According to a study by the World Bank in 2018 (The World Bank, 2018. Survey Results of the Experiences of LGBTI People in Southeastern Europe), from 282 respondents the following was received: 12% of them were open to one of their parents about their sexual orientation/gender identity; 13% to both; the rest of them were generally open only to friends or to no one. The key point of this research is that 94% of the respondents felt that they were discriminated on some grounds, while under all grounds 80% of them. 67% of them have not shared their LGBTI status at work.
In 2017, it was also recognized that the responsible institutions and authorities do not take adequate measures and solutions to prevent hate speech on the Internet nor have they acted on the hate crimes that occurred this year, but also before that. With the ratification of the Istanbul Convention, new opportunities have been created for protecting trans persons from domestic violence in the future by relevant institutions.
This year, the annual ERA conference was held in Skopje for the first time, the Republic of Macedonia managed to host an international conference on promotion of LGBTI rights in the Western Balkans and Turkey. Among other things, the conference passed without incident and Skopje as a host city proved to be in good light. Unfortunately, before the ERA conference, LGBT United Tetovo was the target of social media attacks for the iniative to organize Queer Iftar – an event for the LGBTI community during the Ramazan Bajram holiday.
Mr. Tomsic (Ministry of Labor and Social Policy) gave us a good introduction to the changes in the new Law on Social Protection that includes protection of LGBTI people in Macedonia under a social risk, and brings changes that will ease the work of civil society organizations in the system for social security. Accreditation of programs and service providers will be one of the novelties that will come with the changes in the Law on Social Protection; they will enable the civil sector to be an authorized social services provider, but also to apply for accreditation of programs such as our training for the centers for social work. With the accreditation of the program we would have an official entry into state institutions and easier access in future trainings.
What our trainers Elena Chikos and Jasmina Duric had noticed was that the trainees understood through the trainings what specific needs LGBTI people need to be able to function equally and in equity. Myths and misconceptions (which are included in the manual) were something that the participants in our trainings were asked to bring forward in order to give an opportunity to open discussions on these topics and to break the myths and misconceptions they have about the LGBTI community. Another thing that was noticed by the social workers was that the risks of exclusion and rejection are often unknown – and that’s a circle that we want to stop through training. Because of the voluntary involvement of the centers for social work and their interests in participating in the training so far, we believe that this will happen.

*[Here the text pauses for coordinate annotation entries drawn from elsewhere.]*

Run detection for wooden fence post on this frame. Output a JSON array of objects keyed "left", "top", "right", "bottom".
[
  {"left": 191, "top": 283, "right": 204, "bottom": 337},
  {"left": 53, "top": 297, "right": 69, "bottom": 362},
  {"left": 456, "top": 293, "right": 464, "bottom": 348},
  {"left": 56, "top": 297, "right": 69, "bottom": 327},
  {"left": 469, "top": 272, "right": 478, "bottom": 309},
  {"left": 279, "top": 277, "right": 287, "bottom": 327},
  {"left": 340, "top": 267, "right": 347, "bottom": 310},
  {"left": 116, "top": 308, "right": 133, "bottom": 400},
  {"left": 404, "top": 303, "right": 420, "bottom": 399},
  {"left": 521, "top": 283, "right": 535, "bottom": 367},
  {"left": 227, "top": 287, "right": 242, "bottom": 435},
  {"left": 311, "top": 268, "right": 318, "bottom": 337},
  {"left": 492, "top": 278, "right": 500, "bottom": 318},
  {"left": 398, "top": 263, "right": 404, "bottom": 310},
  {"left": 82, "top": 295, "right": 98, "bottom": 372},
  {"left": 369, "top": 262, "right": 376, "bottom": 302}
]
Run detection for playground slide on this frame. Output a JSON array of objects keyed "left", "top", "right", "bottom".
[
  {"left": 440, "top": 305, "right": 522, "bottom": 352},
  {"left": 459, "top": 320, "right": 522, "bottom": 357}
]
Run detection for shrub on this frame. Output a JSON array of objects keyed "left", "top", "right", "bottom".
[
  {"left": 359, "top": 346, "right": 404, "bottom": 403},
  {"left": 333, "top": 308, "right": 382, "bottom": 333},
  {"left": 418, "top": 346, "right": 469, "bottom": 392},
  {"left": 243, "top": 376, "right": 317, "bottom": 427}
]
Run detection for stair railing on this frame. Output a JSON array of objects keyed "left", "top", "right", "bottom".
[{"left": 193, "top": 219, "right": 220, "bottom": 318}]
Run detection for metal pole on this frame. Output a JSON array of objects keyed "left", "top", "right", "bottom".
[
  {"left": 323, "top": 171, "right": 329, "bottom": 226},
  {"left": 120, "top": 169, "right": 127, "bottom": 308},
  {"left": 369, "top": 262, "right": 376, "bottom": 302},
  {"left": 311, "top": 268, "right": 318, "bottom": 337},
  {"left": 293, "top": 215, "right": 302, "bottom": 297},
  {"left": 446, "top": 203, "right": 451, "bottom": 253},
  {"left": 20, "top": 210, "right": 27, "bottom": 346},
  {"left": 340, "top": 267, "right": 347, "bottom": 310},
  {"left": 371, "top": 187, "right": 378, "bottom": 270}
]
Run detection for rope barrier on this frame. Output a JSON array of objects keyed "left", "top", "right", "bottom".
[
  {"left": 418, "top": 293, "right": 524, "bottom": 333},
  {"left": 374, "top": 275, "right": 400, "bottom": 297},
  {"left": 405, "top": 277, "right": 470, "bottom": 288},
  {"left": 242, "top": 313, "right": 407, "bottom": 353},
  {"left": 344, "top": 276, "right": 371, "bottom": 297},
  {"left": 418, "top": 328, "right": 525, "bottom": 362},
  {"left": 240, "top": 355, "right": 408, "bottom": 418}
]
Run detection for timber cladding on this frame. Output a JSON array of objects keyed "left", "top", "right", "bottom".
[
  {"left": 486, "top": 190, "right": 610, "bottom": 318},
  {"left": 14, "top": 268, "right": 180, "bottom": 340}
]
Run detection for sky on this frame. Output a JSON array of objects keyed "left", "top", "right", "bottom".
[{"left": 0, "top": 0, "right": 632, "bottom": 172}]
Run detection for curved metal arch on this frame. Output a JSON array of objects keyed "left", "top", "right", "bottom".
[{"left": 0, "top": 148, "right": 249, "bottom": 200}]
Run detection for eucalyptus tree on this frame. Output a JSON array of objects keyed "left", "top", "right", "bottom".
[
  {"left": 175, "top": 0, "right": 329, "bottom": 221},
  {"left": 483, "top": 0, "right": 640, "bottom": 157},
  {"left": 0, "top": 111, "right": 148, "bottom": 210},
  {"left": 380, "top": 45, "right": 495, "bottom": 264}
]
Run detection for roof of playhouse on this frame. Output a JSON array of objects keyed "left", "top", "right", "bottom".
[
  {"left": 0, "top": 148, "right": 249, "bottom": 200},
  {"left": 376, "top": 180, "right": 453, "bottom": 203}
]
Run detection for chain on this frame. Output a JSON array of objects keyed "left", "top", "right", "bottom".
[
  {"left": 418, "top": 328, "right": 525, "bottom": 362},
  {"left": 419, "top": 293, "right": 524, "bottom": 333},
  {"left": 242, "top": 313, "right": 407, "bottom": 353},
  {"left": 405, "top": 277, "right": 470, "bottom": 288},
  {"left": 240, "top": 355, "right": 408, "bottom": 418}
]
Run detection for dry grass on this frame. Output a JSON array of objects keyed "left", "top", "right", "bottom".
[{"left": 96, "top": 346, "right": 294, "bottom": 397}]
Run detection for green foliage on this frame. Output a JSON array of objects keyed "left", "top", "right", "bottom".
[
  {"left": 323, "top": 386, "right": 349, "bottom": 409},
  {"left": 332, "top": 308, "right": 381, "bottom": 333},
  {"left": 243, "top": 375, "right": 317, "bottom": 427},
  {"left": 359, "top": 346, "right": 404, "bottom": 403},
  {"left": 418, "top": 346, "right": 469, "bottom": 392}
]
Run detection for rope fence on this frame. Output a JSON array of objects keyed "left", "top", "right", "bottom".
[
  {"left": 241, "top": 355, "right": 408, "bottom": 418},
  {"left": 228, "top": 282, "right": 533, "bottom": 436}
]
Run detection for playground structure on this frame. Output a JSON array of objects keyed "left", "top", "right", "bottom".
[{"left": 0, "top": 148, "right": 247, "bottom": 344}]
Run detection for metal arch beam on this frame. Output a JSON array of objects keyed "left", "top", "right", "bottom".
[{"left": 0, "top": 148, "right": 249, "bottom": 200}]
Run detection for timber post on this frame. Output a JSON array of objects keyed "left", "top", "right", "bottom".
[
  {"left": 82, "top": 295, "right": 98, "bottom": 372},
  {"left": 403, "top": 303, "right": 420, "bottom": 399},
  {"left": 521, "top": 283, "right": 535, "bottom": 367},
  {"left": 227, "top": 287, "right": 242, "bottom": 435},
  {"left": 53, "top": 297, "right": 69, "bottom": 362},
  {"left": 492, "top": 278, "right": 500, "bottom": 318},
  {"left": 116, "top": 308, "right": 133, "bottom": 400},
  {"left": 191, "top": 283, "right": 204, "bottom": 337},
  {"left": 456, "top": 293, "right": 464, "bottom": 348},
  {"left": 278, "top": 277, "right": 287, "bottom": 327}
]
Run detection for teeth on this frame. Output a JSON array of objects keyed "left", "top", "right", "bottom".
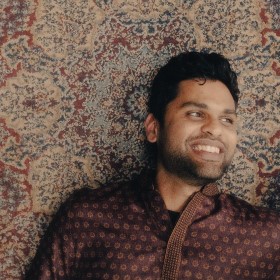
[{"left": 194, "top": 145, "right": 220, "bottom": 154}]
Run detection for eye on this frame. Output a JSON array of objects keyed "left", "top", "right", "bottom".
[{"left": 187, "top": 111, "right": 204, "bottom": 119}]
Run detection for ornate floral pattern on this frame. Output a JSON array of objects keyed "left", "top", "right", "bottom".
[{"left": 0, "top": 0, "right": 280, "bottom": 280}]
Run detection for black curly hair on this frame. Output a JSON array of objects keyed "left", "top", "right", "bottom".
[{"left": 148, "top": 51, "right": 239, "bottom": 124}]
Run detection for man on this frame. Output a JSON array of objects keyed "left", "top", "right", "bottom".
[{"left": 26, "top": 52, "right": 280, "bottom": 280}]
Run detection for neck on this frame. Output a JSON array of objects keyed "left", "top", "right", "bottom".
[{"left": 156, "top": 166, "right": 202, "bottom": 212}]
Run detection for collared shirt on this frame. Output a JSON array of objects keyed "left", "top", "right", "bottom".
[{"left": 26, "top": 172, "right": 280, "bottom": 280}]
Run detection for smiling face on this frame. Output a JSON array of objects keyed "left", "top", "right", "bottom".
[{"left": 146, "top": 80, "right": 237, "bottom": 185}]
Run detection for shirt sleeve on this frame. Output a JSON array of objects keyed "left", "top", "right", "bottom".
[{"left": 24, "top": 198, "right": 75, "bottom": 280}]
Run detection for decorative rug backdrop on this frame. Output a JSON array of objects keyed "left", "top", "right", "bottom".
[{"left": 0, "top": 0, "right": 280, "bottom": 280}]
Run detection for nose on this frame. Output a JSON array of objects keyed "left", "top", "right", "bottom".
[{"left": 201, "top": 119, "right": 222, "bottom": 138}]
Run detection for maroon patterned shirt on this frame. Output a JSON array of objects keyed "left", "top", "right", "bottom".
[{"left": 26, "top": 172, "right": 280, "bottom": 280}]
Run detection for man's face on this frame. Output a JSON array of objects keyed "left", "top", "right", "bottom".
[{"left": 157, "top": 80, "right": 237, "bottom": 185}]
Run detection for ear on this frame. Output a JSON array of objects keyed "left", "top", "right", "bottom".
[{"left": 144, "top": 114, "right": 159, "bottom": 143}]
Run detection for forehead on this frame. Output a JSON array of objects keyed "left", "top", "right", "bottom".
[{"left": 172, "top": 80, "right": 236, "bottom": 110}]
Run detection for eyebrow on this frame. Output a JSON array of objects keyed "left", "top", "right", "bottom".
[{"left": 180, "top": 101, "right": 237, "bottom": 115}]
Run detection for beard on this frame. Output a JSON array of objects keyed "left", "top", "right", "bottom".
[{"left": 157, "top": 133, "right": 233, "bottom": 186}]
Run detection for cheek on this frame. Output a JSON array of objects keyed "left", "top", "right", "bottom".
[{"left": 228, "top": 131, "right": 238, "bottom": 150}]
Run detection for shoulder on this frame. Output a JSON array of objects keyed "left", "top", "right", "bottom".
[{"left": 220, "top": 193, "right": 280, "bottom": 225}]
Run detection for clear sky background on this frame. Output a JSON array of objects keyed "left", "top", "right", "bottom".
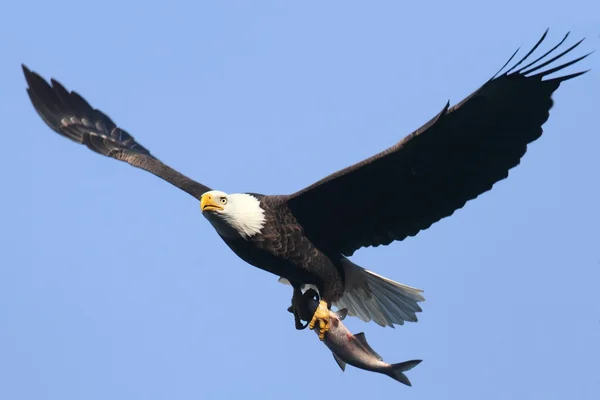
[{"left": 0, "top": 0, "right": 600, "bottom": 400}]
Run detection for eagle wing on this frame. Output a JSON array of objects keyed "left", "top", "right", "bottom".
[
  {"left": 23, "top": 65, "right": 210, "bottom": 203},
  {"left": 287, "top": 31, "right": 589, "bottom": 256}
]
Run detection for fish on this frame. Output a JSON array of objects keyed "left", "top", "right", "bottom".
[{"left": 307, "top": 298, "right": 423, "bottom": 386}]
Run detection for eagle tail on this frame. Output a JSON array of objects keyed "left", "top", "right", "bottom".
[{"left": 333, "top": 258, "right": 425, "bottom": 328}]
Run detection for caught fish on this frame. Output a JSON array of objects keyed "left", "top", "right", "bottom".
[{"left": 307, "top": 298, "right": 422, "bottom": 386}]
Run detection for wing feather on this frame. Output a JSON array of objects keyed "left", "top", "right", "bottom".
[
  {"left": 22, "top": 65, "right": 210, "bottom": 203},
  {"left": 287, "top": 31, "right": 590, "bottom": 256}
]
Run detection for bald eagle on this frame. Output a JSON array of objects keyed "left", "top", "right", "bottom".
[{"left": 23, "top": 31, "right": 589, "bottom": 338}]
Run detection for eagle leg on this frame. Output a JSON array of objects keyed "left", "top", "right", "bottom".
[
  {"left": 288, "top": 305, "right": 308, "bottom": 331},
  {"left": 308, "top": 300, "right": 329, "bottom": 340}
]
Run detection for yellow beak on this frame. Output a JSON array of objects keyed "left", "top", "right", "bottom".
[{"left": 200, "top": 194, "right": 223, "bottom": 211}]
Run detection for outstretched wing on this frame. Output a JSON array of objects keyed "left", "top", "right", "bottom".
[
  {"left": 287, "top": 31, "right": 589, "bottom": 256},
  {"left": 23, "top": 65, "right": 210, "bottom": 199}
]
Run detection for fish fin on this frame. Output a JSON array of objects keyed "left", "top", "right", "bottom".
[
  {"left": 385, "top": 360, "right": 423, "bottom": 386},
  {"left": 331, "top": 353, "right": 346, "bottom": 371},
  {"left": 333, "top": 308, "right": 348, "bottom": 321},
  {"left": 354, "top": 332, "right": 383, "bottom": 361}
]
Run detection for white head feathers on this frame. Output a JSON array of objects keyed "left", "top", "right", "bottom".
[{"left": 200, "top": 190, "right": 265, "bottom": 239}]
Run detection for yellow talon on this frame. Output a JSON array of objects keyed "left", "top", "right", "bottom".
[{"left": 308, "top": 300, "right": 329, "bottom": 340}]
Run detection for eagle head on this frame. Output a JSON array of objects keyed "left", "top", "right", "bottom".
[{"left": 200, "top": 190, "right": 265, "bottom": 239}]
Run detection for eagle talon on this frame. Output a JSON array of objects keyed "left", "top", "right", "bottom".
[{"left": 308, "top": 300, "right": 329, "bottom": 340}]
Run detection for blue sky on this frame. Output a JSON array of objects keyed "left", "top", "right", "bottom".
[{"left": 0, "top": 0, "right": 600, "bottom": 400}]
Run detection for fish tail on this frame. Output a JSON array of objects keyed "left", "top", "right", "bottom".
[{"left": 385, "top": 360, "right": 422, "bottom": 386}]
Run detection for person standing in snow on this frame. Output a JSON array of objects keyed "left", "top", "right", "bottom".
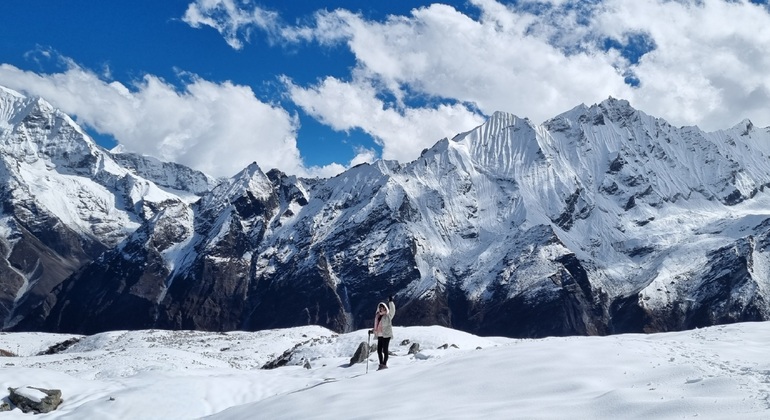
[{"left": 369, "top": 296, "right": 396, "bottom": 370}]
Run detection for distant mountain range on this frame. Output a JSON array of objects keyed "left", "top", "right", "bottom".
[{"left": 0, "top": 88, "right": 770, "bottom": 337}]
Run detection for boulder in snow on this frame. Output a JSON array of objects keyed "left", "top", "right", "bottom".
[
  {"left": 350, "top": 341, "right": 370, "bottom": 366},
  {"left": 8, "top": 386, "right": 62, "bottom": 414}
]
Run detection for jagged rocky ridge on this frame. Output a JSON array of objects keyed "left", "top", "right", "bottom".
[{"left": 0, "top": 86, "right": 770, "bottom": 337}]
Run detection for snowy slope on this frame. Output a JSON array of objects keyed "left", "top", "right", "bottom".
[
  {"left": 0, "top": 84, "right": 770, "bottom": 337},
  {"left": 0, "top": 323, "right": 770, "bottom": 419},
  {"left": 0, "top": 88, "right": 204, "bottom": 328}
]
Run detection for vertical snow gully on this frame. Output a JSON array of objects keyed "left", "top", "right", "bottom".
[{"left": 337, "top": 284, "right": 353, "bottom": 333}]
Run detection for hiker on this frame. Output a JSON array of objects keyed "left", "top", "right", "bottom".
[{"left": 369, "top": 296, "right": 396, "bottom": 370}]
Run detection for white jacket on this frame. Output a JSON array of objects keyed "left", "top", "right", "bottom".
[{"left": 374, "top": 301, "right": 396, "bottom": 338}]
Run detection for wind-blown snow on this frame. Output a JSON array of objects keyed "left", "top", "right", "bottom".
[{"left": 0, "top": 322, "right": 770, "bottom": 419}]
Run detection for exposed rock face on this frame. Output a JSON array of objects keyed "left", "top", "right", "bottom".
[
  {"left": 0, "top": 88, "right": 770, "bottom": 337},
  {"left": 8, "top": 386, "right": 62, "bottom": 414},
  {"left": 350, "top": 341, "right": 371, "bottom": 366}
]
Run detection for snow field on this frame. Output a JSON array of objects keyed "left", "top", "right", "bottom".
[{"left": 0, "top": 322, "right": 770, "bottom": 419}]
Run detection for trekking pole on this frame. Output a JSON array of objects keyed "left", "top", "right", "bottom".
[{"left": 366, "top": 331, "right": 372, "bottom": 373}]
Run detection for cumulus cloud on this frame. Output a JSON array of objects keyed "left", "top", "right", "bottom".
[
  {"left": 0, "top": 63, "right": 304, "bottom": 176},
  {"left": 188, "top": 0, "right": 770, "bottom": 133},
  {"left": 285, "top": 77, "right": 483, "bottom": 162},
  {"left": 182, "top": 0, "right": 279, "bottom": 50}
]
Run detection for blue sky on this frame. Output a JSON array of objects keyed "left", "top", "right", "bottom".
[{"left": 0, "top": 0, "right": 770, "bottom": 176}]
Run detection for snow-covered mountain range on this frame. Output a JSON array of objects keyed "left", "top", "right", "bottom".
[{"left": 0, "top": 89, "right": 770, "bottom": 337}]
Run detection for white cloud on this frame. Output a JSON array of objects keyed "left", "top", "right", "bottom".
[
  {"left": 285, "top": 77, "right": 483, "bottom": 163},
  {"left": 188, "top": 0, "right": 770, "bottom": 133},
  {"left": 0, "top": 64, "right": 308, "bottom": 176},
  {"left": 182, "top": 0, "right": 279, "bottom": 50}
]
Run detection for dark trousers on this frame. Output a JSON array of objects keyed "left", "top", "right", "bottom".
[{"left": 377, "top": 337, "right": 390, "bottom": 365}]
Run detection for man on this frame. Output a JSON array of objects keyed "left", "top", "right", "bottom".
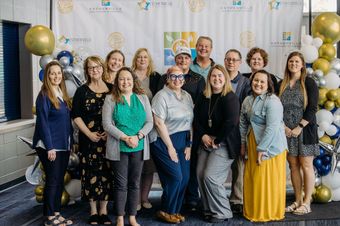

In 2019 we want to distribute the Handbook for Social Work with LGBTI people in the Republic of Macedonia with our future participants, but also with the stakeholders who have an interest in our work and goal. The second training module for trans and intersex persons, which will start in mid-2019, will provide an opportunity for upgrading the knowledge of already trained individuals. 2019 will be full of new opportunities for cooperation with state institutions as well as stakeholders in the implementation of our mission.